第255話 初詣が終わったら……
「綾奈ちゃん。ちょっと……」
「え?」
茜が綾奈を呼びながら手招きをしている。一哉も同じく。
茜に呼ばれた綾奈は、俺の腰から手を離し、茜たちの所に歩いていった。
さっきの北内さんと茉子みたいに、何やらヒソヒソと話をしている。……と、思ったら、一分もしないうちに話は終わって、綾奈はまた俺のそばまで戻ってきた。
「一哉たちと何を話してたの?」
「秘密だよ」
人差し指を口元に持っていき、ウインクをする綾奈。着物姿でメイクもしっかりしている今の綾奈がやると、効果は絶大だ。
当然ながら俺の心臓はドキドキと高鳴っている。
「そうだ。あのね、真人」
「ど、どうしたの綾奈?」
「この後ね、おばあちゃん家に寄ったらダメかな?」
「幸ばあちゃんの家?」
幸ばあちゃんこと、新田幸子さん。綾奈のおばあさんで、俺が中学三年の時から、幸ばあちゃんの朝の散歩のお手伝いをして仲良くなった人だ。
まさか幸ばあちゃんが綾奈のおばあさんだったのには驚かされた。
ちなみに幸ばあちゃんの家は、神社と綾奈の家の間の道を曲がってすぐの所にあるらしい。行ったことがないから詳しくはわからない。

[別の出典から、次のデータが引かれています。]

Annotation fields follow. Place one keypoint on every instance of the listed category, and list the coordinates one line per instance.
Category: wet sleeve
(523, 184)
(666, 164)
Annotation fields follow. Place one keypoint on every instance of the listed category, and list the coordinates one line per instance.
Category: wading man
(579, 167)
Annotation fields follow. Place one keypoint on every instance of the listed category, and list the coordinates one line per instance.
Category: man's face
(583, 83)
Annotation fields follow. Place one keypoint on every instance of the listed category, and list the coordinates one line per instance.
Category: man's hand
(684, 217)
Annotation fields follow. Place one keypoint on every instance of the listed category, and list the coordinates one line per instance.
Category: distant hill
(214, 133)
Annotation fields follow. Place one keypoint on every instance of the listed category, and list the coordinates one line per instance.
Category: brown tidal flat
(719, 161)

「うん。最近会ってないし、それに……これの件もちゃんと言おうと思って」
「確かに。幸ばあちゃんにもちゃんと報告しとかないとな」
綾奈は自分の左手を顔の高さまで上げた。陽に照らされて、薬指のピンクゴールドの指輪が輝いている。
俺も幸ばあちゃんにはしばらく会っていなかったので、この指輪のことや、綾奈と結婚の約束を交わしたことなんかも報告出来ずに今日まで来てしまった。
幸ばあちゃんにも、随分とお世話になっているから、ちゃんと言わないとな。
「ありがとう。それからごめんね。腰痛いのに」
「気にすることないって」
俺は綾奈の頭にポンと手を置く。
「あーでも、幸ばあちゃんの家に行く前に、ドラッグストアに寄ってもいいかな?」
「ドラッグストア?」
「うん。腰サポーター、買おうと思って」
まだまだ痛みが引かないし、日常生活にも影響しているので、気休めかもしれないけど腰サポーターを買おうと、神社に行く途中から考えていた。
幸いにも幸ばあちゃんの家に行く道すがらにドラッグストアがあるのでちょうどよかった。
「あ、……そうだよね。腰サポーター、必要だよね。ごめんね気づかなくて」
「いやいや、謝るところじゃないから」
大袈裟な綾奈だけど、俺の腰を本気で労わってくれているのがわかるから凄く嬉しい。
「……うん。じゃあ、おばあちゃんの家に行く前に、ドラッグストア、行こうね」
「うん」
綾奈は俺の腕にピトッと身体を密着させ、また俺の腰をさすってくれた。
顔をくっつけないのは、やはり化粧をしているからだろう。
「お前ら、イチャつくのは帰ってからにしろよ」
一哉の言葉に周りを見渡すと、みんな俺たちを生温かい目で見ていた。
「ご、ごめんみんな!」
「マコちゃん。この後マコちゃんの家に行っていい? 二人の邪魔したくないし」
「み、美奈ちゃん!」
なんで帰ったら俺たちが即イチャつく前提で話をしているんだよ!?
「も、もちろんいいよ」
茉子が赤面しながら美奈のお願いを了承した。
「お義姉ちゃん。お兄ちゃんとイチャイチャ、しないの?」
「あぅ……そ、それは……」
綾奈が顔を真っ赤にして言い淀んでいる。え? 帰ったらイチャイチャするの? 夜ではなく?
そう考えた俺の顔も一気に熱を帯び、心臓も早鐘を打っていた。
「み、美奈。……あまり遅くならないようにな」
俺はドキドキしながらそんなことを言ってしまう。これ、帰ったらイチャイチャするのを肯定しているのと同じだな。
「それはお兄ちゃんたち次第だから」
妹にまで気を遣わせてしまって申し訳ない気持ちでいっぱいだ。
俺はなるべく人前ではイチャつかないようにすることを心の中で誓った。